Richard Holbrooke, the U.S. special representative to Pakistan and Afghanistan, is visiting both countries this week, taking stock of a region increasingly threatened by the growing strength of the Taliban. U.S. and NATO officials are broadly rethinking a strategy that has failed to provide security or build a strong central government.
On a winter morning in Kabul and for millions of Afghans, it's another day trying to scrape together a living in a country riddled with corruption and insecurity.
Unemployment now stands around 40 percent. Each day, laborers like Farhad wait on street corners looking for odd jobs to earn money. He says his situation is now so desperate he would do nearly anything to support his family.
"If someone gave me thousands of dollars to go and kill someone, I would do it because my family is living in such a bad poverty," said Farhad. "The government and the international forces have done nothing for us."
The Afghan government blames a resilient Taliban for the situation. Loosely organized militant factions now exert influence over much of the largely rural country.
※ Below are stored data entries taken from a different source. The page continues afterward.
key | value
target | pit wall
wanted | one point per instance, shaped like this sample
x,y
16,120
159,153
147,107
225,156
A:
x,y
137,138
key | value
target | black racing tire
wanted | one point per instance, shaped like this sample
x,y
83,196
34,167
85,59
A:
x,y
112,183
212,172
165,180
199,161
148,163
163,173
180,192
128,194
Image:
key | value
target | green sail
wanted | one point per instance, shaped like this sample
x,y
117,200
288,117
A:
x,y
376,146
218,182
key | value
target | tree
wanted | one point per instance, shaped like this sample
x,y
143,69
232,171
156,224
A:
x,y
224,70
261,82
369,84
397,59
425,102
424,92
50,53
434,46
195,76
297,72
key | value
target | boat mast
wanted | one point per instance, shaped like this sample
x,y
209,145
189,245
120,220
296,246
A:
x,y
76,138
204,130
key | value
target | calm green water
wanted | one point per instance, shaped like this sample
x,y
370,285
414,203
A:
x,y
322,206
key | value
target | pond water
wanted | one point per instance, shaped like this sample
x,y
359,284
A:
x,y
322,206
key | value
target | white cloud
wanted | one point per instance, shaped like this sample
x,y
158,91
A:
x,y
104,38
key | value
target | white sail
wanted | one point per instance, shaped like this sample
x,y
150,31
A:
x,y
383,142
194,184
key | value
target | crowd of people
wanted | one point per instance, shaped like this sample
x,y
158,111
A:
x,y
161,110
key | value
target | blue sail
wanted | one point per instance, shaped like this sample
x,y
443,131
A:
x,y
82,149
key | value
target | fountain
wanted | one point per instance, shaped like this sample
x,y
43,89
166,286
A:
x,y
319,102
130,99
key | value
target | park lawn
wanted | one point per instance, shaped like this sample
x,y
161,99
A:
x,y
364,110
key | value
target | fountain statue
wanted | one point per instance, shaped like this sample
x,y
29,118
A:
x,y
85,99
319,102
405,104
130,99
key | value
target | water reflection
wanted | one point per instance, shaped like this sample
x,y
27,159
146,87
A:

In major cities, there are regular assaults on soft targets. This week, eight suicide attackers raided three government buildings in the heavily fortified capital, killing more than 20 people.
But the Afghan government has also come under scrutiny for the deteriorating situation. Old political rivalries stall lawmaking, and rampant corruption has hobbled government authority beyond Kabul.
With a crucial presidential election scheduled for August, President Hamid Karzai is defending his record and blaming international forces. He says the killing of civilians by foreign troops is undermining support for his government and provoking a public backlash against the international community.
"These days we are receiving criticism about the situation," said President Karzai. "But we continue to talk to the international community. It is a kind of gentle wrestling match between us and, God willing, Afghanistan will be the winner."
Veteran diplomat Holbrooke is no stranger to tough negotiations, but acknowledges facing a daunting challenge in Afghanistan. U.S. officials say Holbrooke is mainly listening this week in his meetings with Pakistan and Afghan leaders. But a former Afghan diplomat to Pakistan Ahmad Saeedi says Holbrooke faces steep obstacles in finding a solution.
"The problems of Afghanistan and Pakistan are even wider than a regional problem; it needs a broader solution," said Saeedi. "Bringing peace will need the participation of Iran, Pakistan and Russia. Right now it is difficult for the United States to accomplish this."
U.S. officials face crucial decisions in the coming months on issues such as military strategy and whether to support President Karzai's re-election bid. In the meantime, a new poll of Afghan civilians published this week indicates declining support for both President Karzai and foreign troops.